Redshirt freshman forward Landers Nolley II, whom Young inherited, poured in 22 points, including a key 3-pointer for a four-point lead with 47.5 seconds left. Nolley patted his coach on the back to credit him for the play in the postgame press conference, but Young was having none of it.
“I got nothing to do with it, come on,” Young said. “He was being kind. He’s a nice kid. That’s a really good player making a big league play.”
He had to swallow this much from Nolley: “When you prepare and play and practice and go hard every day, guys just start to believe in each other and listening to the coaches, it just becomes natural and you do what you do in practice and that’s how you be successful.”
Young, 56, took Wofford to five NCAA Tournaments. The Virginia native got the call to replace Buzz Williams in Blacksburg, Va., after Williams left a 26-win team to coach Texas A&M in the offseason.
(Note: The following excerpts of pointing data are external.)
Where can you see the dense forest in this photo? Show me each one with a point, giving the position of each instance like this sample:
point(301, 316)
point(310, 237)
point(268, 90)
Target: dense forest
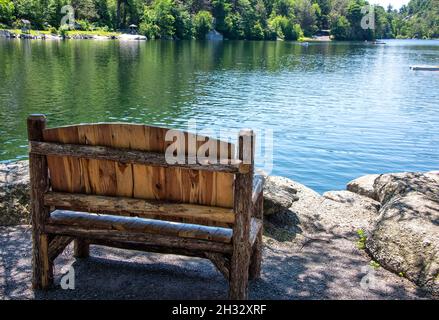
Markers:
point(235, 19)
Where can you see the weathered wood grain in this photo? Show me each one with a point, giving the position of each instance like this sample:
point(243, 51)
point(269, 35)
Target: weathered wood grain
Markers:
point(145, 238)
point(238, 284)
point(139, 225)
point(178, 212)
point(39, 184)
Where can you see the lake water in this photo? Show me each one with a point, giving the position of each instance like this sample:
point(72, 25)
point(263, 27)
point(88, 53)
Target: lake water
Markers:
point(337, 110)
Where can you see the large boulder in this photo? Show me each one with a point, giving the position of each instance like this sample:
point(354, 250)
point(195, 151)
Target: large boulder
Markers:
point(405, 238)
point(14, 193)
point(390, 185)
point(364, 186)
point(279, 194)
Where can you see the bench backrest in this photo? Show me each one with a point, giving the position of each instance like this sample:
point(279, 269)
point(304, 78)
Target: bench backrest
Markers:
point(113, 178)
point(105, 176)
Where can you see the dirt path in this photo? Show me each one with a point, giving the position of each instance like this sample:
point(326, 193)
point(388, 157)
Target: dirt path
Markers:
point(319, 267)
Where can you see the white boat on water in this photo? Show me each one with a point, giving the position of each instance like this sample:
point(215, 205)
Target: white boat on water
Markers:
point(425, 68)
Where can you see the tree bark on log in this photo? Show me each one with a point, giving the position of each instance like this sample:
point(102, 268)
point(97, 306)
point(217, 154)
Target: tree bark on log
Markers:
point(238, 284)
point(132, 157)
point(256, 257)
point(81, 248)
point(42, 269)
point(57, 246)
point(147, 239)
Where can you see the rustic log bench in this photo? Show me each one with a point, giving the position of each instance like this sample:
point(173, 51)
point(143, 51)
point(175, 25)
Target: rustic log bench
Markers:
point(110, 184)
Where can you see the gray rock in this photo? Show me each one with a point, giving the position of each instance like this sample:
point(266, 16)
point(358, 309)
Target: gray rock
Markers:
point(14, 193)
point(405, 238)
point(353, 199)
point(364, 186)
point(391, 185)
point(279, 194)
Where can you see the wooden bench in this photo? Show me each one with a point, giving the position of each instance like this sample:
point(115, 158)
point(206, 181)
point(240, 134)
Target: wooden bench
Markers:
point(110, 184)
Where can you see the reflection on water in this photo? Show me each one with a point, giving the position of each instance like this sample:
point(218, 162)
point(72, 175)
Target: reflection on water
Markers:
point(338, 110)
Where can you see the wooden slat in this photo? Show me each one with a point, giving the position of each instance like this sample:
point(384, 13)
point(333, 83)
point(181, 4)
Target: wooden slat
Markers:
point(135, 137)
point(255, 227)
point(210, 216)
point(148, 247)
point(129, 156)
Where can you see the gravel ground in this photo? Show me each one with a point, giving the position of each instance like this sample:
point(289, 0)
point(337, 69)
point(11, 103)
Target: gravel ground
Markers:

Young had succeeded at Wofford in Spartanburg, S.C. (enrollment 1,720) with underrecruited overachievers like Fletcher Magee, who became the NCAA Division I career 3-point leader (509) last year. But Young surprised nationally by assembling the No. 33 fall recruiting class in the country, per Rivals, including a pair of ESPN Top 100 recruits.
Thing is, they won’t be here until 2020-21. Young, right now, has the fourth-youngest roster in the country.
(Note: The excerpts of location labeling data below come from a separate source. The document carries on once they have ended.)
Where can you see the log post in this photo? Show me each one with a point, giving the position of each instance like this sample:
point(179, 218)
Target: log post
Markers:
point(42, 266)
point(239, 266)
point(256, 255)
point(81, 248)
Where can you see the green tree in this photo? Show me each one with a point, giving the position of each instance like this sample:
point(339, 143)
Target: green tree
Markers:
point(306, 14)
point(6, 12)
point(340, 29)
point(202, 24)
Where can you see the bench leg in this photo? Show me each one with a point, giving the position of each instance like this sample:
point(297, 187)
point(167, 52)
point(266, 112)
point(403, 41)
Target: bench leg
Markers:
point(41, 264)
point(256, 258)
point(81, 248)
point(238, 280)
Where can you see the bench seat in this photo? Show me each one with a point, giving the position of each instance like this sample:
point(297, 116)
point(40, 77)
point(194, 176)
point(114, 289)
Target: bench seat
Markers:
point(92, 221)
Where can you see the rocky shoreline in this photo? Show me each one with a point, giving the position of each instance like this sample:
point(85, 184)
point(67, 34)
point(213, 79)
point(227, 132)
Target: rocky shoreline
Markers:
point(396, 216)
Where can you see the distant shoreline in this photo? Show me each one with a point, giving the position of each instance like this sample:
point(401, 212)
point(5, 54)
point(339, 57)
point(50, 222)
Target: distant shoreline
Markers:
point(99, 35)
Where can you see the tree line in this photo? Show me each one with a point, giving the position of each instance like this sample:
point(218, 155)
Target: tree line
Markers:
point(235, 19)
The Hokies turned some heads just before heading to Maui when they sank an ACC-record 21 3-pointers in a rout of Delaware State. They shot it well again on Monday, knocking down 10 in 21 attempts.
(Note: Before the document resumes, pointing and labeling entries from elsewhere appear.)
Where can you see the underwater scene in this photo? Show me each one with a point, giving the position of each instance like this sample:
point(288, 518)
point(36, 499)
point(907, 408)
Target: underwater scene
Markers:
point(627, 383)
Young’s mantra for the game, like this early-season stretch with his new team, was “survive.” The Hokies slowed down the tempo (“if the thing’s in the 80s, they would blow our doors off”), dropped way, way back instead of crashing for offensive boards, and upped their confidence as they went, bodying up Michigan State shooters and contesting jumpers at every turn. Unheralded Hokies point guard Wabissa Bede turned MSU’s counterpart, All-America point guard Cassius Winston, into a nonfactor after he picked up two quick fouls.
Growled Spartans coach Tom Izzo, whose first Maui title will have to come another year, “Hat’s off to Mike and his team. I thought they played extremely hard, extremely well and I guess we’re going to find out a little bit about our team.” He went on to apologize to the MSU fans who made the trip for his team’s lack of sharpness.
“I promise you, we will spend no time on the beach tonight, tomorrow or tomorrow night.”
Few gave the Hokies a chance in Monday’s game, and fewer still believed they will contend in the ACC; Tech was selected 14th among 15 teams in the league’s official preseason poll.
I don’t think they know any better,” Young said. He was referring to his players, but it could’ve applied to any number of onlookers.